For loop
From Wikipedia, the free encyclopedia
In computer science a for loop is a programming language statement which allows code to be repeatedly executed. A for loop is classified as an iteration statement.
Unlike many other kinds of loops, such as the while loop, the for loop is often distinguished by an explicit loop counter or loop variable. This allows the body of the for loop (the code that is being repeatedly executed) to know about the sequencing of each iteration. For loops are also typically used when the number of iterations is known before entering the loop.
The name for loop comes from the English word for, which is used as the keyword in most programming languages to introduce a for loop. In FORTRAN and PL/I though, the keyword DO is used and it is called a do loop, but it is otherwise identical to the for loop described here.
Contents |
[edit] Kinds of for loops
A for loop statement is available in most imperative programming languages.
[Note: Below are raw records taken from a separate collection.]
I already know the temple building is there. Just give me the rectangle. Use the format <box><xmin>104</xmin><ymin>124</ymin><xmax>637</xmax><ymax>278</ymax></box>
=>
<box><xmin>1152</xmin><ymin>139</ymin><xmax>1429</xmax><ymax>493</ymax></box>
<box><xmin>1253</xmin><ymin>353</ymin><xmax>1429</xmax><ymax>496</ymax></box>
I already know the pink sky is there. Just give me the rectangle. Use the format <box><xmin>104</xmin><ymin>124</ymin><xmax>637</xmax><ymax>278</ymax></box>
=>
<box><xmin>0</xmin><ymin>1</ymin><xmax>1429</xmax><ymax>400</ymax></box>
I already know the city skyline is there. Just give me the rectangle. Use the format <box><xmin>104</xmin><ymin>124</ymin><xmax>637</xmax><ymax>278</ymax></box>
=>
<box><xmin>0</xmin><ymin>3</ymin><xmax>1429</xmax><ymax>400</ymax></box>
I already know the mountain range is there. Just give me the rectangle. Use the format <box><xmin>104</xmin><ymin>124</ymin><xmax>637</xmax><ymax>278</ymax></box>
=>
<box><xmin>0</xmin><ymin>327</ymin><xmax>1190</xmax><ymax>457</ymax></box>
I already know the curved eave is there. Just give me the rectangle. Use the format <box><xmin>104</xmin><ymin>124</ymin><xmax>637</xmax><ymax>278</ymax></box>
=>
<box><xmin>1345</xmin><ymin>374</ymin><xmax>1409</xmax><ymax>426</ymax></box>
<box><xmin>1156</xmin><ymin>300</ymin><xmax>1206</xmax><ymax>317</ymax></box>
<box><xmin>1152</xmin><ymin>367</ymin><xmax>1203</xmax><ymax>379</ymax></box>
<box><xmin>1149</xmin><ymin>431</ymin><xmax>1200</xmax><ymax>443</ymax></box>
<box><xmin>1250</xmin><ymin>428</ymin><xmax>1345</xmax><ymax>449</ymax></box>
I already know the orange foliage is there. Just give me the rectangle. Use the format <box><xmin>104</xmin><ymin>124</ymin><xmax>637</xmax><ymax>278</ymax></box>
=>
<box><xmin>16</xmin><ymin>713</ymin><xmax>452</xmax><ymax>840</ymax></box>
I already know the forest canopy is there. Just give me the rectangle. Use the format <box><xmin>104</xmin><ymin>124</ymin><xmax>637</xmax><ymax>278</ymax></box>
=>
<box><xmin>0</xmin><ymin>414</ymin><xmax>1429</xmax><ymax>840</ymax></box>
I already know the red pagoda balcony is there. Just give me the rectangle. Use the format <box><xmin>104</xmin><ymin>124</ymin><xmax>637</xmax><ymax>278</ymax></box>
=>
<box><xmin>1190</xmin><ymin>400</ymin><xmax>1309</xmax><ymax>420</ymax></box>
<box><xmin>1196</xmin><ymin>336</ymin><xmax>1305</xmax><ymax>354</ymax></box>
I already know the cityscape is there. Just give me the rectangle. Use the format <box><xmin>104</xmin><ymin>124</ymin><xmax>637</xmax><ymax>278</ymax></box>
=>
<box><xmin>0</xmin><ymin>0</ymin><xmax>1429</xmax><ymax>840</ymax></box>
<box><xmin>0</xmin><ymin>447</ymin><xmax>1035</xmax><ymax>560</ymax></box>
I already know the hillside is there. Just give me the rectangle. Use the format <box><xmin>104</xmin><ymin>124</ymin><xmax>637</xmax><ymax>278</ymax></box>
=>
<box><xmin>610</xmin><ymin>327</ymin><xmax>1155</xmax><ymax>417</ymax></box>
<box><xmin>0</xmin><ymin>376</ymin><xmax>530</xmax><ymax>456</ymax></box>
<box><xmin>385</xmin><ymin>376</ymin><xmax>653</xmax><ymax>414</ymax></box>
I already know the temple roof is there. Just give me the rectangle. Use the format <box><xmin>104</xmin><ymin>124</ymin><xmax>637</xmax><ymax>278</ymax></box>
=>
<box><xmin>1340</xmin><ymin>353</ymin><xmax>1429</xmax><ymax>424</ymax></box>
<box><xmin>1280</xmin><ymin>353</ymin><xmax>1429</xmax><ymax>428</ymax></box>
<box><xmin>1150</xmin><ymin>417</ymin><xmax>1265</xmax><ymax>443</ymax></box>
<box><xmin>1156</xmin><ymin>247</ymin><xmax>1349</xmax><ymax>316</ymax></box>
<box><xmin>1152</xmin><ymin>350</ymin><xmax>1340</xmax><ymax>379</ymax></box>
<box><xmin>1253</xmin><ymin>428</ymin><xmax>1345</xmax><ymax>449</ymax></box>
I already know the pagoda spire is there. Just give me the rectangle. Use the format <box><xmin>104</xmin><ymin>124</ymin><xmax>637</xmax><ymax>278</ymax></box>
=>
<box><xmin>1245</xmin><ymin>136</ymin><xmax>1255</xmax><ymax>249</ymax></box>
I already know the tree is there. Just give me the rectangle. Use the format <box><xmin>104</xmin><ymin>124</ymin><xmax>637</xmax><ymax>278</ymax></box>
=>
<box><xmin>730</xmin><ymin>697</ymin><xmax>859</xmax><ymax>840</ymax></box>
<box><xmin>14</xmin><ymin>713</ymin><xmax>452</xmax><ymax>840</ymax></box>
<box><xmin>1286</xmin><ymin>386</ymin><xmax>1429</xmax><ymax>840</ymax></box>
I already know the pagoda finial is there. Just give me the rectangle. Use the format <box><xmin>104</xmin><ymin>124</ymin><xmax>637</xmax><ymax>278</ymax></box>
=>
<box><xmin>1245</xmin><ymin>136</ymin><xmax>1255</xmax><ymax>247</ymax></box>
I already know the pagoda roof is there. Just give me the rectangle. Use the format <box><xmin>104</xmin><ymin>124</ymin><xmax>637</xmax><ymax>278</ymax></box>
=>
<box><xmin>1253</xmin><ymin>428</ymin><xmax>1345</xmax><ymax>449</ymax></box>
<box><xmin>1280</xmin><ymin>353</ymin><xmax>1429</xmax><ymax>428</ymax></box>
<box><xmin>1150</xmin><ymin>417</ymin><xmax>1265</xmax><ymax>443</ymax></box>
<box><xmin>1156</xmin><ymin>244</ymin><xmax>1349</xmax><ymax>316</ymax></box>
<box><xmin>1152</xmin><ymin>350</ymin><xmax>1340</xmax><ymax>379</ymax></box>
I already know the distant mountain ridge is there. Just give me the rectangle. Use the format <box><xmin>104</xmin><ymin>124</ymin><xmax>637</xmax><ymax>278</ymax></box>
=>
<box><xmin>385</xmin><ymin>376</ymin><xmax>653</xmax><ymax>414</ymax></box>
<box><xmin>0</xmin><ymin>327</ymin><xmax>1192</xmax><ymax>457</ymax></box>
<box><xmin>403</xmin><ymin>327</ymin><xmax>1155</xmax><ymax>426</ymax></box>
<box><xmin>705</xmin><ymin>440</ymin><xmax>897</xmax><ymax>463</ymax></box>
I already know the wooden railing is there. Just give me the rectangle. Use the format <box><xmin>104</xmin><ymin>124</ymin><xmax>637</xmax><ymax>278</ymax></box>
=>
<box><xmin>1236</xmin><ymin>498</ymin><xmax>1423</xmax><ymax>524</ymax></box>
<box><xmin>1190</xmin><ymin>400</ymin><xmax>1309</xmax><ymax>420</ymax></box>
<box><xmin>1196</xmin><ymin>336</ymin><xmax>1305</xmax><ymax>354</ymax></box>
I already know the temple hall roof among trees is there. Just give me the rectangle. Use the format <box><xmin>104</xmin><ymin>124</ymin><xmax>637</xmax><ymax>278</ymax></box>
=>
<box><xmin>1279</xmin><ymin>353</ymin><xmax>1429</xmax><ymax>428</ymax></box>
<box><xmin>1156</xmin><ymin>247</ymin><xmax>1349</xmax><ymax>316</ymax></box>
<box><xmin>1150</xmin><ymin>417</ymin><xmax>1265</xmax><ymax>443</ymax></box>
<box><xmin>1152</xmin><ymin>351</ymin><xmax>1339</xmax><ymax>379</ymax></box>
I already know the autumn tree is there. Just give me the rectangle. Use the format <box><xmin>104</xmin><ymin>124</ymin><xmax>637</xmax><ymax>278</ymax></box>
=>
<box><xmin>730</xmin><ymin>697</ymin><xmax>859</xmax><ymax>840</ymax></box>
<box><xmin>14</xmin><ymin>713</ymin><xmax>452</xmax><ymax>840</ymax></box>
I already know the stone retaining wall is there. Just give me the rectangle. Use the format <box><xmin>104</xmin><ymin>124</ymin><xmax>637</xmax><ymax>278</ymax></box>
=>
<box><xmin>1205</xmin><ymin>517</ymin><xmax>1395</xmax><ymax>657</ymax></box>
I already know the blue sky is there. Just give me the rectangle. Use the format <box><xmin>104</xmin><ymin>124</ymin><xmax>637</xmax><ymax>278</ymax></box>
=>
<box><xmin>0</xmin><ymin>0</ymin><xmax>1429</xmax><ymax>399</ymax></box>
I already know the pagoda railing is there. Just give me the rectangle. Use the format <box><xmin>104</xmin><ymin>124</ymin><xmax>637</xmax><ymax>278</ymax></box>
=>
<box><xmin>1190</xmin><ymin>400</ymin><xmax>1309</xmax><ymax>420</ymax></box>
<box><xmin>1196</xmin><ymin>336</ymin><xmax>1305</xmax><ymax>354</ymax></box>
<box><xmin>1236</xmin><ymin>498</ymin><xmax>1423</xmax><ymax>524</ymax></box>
Even ignoring minor differences in syntax there are many differences in how these statements work and the level of expressiveness they support. Generally, for loops fall into one of the following categories:
[edit] Numeric ranges
This type of for loop is characterized by counting; enumerating each of the values within a numeric integer range, or arithmetic progression. The range is often specified by a beginning and ending number, and sometimes may include a step value (allowing one to count by two's or to count backwards for instance). A representative example in BASIC is:
FOR I = 1 TO 10 REM loop body NEXT I
The loop variable I will take on the values 1, 2, ..., 9, 10 through each of the ten iterations of the loop's body, which will be executed in that order. Each computer language and even different dialects of the same language (e.g. BASIC) has its own syntax keywords and means of specifying the start stop and step values.
A rarely-available generalisation allows the start stop and step values to be specified as items in a list, not just a single arithmetic sequence, for example
for i:=2,3,5,7,11 do etc
Where each item in the list might itself be an arithmetic sequence. An ordinary for loop is thus an example of a list with only one element.
[edit] Iterator-based for loops
This type of for loop is a generalization of the numeric range type of for loop; as it allows for the enumeration of sets of items other than number sequences. It is usually characterized by the use of an implicit or explicit iterator, in which the loop variable takes on each of the values in a sequence or other orderable data collection. A representative example in Python is:
for item in some_iterable_object: doSomething doSomethingElse
Where some_iterable_object is either a data collection that supports implicit iteration, or may in fact be an iterator itself. Some languages have this in addition to another for-loop syntax; notably, PHP has this type of loop under the name foreach
, as well as a three-expression for loop (see below) under the name for
.
[edit] Compound For loops
Introduced with ALGOL 68 and followed by PL/I, this allows the iteration of a loop to be compounded with a test, as in
for i:=1:N while A(i) > 0 do etc.
That is, a value is assigned to the loop variable i and only if the while expression is true will the loop body be executed. If the result were false the for-loop's execution stops short. Granted that the loop variable's value is defined after the termination of the loop, then the above statement will find the first non-positive element in array A (and if no such, its value will be N+1), or, with suitable variations, the first non-blank character in a string, and so on.
[edit] Three-expression for loops
This type of for loop is found in nearly all languages which share a common heritage with the C programming language. It is characterized by a three-parameter loop control expression; consisting of an initializer, a loop-test, and a counting expression. A representative example in C is:
for (counter = 0; counter < 10; counter++) //loop body
The three control expressions, separated by semicolons here, are from left to right the initializer expression, the loop test expression, and the counting expression. The initializer is evaluated exactly once right at the beginning. The loop test expression is evaluated at the beginning of each iteration through the loop, and determines when the loop should exit. Finally, the counting expression is evaluated at the end of each loop iteration, and is usually responsible for altering the loop variable.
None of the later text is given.